Besides, starting up an affair with her would push off his plans at DVE indefinitely. So no. He definitely should not have an affair with her.

But he really wanted one.

“Are you married?” he belatedly thought to ask. “Involved with someone?” The thought caused a cold wind to invade his chest, the kind that whistled through the cracks of a chasm.

“No. Why?” She gave him a side-eye of suspicion.

“Just making sure this isn’t worse than it already looks,” he prevaricated.

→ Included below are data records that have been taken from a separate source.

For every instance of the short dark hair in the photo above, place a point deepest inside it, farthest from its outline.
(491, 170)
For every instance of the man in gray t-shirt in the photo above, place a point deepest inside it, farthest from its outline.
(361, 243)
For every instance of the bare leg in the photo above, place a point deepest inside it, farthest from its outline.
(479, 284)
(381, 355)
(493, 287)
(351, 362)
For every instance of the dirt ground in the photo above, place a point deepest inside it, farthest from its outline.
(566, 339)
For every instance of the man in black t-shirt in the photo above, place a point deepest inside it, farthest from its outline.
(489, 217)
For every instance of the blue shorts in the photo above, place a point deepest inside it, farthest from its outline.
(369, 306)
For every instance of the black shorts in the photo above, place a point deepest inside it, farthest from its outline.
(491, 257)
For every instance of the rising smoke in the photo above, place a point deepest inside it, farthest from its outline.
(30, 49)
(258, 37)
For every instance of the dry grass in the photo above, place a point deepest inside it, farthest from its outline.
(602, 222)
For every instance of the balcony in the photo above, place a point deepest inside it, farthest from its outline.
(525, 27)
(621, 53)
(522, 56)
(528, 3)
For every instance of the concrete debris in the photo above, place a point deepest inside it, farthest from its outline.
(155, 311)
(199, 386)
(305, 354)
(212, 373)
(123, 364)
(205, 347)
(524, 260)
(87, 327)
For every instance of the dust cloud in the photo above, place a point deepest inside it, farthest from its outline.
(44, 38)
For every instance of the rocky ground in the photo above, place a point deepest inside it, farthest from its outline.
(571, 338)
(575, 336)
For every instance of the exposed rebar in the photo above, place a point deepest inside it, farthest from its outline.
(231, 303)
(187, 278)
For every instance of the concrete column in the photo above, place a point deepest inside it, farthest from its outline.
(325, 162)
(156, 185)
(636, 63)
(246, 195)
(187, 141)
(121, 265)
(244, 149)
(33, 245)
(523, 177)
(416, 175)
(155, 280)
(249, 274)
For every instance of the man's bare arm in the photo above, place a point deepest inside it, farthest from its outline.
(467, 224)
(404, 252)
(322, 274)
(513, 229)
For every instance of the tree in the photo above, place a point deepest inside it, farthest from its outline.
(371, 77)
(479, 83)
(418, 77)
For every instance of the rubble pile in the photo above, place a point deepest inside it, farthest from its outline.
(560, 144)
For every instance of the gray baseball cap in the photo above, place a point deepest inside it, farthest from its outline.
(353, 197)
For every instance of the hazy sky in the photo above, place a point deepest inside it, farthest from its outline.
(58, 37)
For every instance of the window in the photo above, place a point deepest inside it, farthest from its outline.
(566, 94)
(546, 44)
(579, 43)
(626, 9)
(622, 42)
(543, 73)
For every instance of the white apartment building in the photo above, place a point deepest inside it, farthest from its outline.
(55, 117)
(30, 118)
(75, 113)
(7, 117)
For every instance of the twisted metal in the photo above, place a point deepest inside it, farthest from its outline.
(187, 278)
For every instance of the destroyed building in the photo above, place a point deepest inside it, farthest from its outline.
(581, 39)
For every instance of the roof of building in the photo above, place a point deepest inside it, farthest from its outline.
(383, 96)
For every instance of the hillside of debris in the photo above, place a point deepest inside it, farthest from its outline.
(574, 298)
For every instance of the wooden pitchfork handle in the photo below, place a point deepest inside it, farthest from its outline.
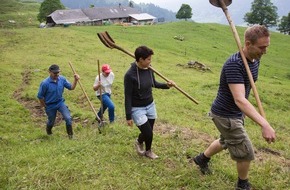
(234, 30)
(91, 105)
(109, 42)
(163, 77)
(101, 97)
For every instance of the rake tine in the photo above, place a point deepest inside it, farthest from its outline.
(101, 37)
(109, 36)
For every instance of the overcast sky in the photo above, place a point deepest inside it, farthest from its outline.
(203, 11)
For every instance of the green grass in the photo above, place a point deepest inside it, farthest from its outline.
(29, 159)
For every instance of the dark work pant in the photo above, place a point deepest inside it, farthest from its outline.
(146, 133)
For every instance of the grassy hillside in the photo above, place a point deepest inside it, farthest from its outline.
(18, 13)
(29, 159)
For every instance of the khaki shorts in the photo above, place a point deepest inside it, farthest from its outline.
(234, 137)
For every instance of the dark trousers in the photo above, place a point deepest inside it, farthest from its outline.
(146, 133)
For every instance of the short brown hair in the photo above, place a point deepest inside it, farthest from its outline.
(255, 32)
(143, 52)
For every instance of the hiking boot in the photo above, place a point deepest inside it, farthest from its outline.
(151, 154)
(48, 131)
(139, 148)
(203, 164)
(246, 186)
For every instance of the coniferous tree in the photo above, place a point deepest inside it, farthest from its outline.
(47, 7)
(262, 12)
(184, 12)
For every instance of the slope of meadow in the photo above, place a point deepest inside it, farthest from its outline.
(29, 159)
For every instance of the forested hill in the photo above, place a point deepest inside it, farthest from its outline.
(151, 9)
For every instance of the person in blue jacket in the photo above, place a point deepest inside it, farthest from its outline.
(50, 95)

She carefully stabbed a cherry tomato with her fork.

“What if I do tell my side of it?” She fixed her gaze on the back wall of the kitchen while she chewed and swallowed. “I don’t need to get paid for it. Your PR people could release it however they want, but it’s true that your father got me fired and that’s why I was angry with you. Doesn’t that defuse the whole thing?”

“It might.” Damn. Now that he knew she didn’t have anyone else in her life, he couldn’t keep himself from saying it. “Unless we have an affair. Then it looks like a poor attempt at hiding what they knew all along.”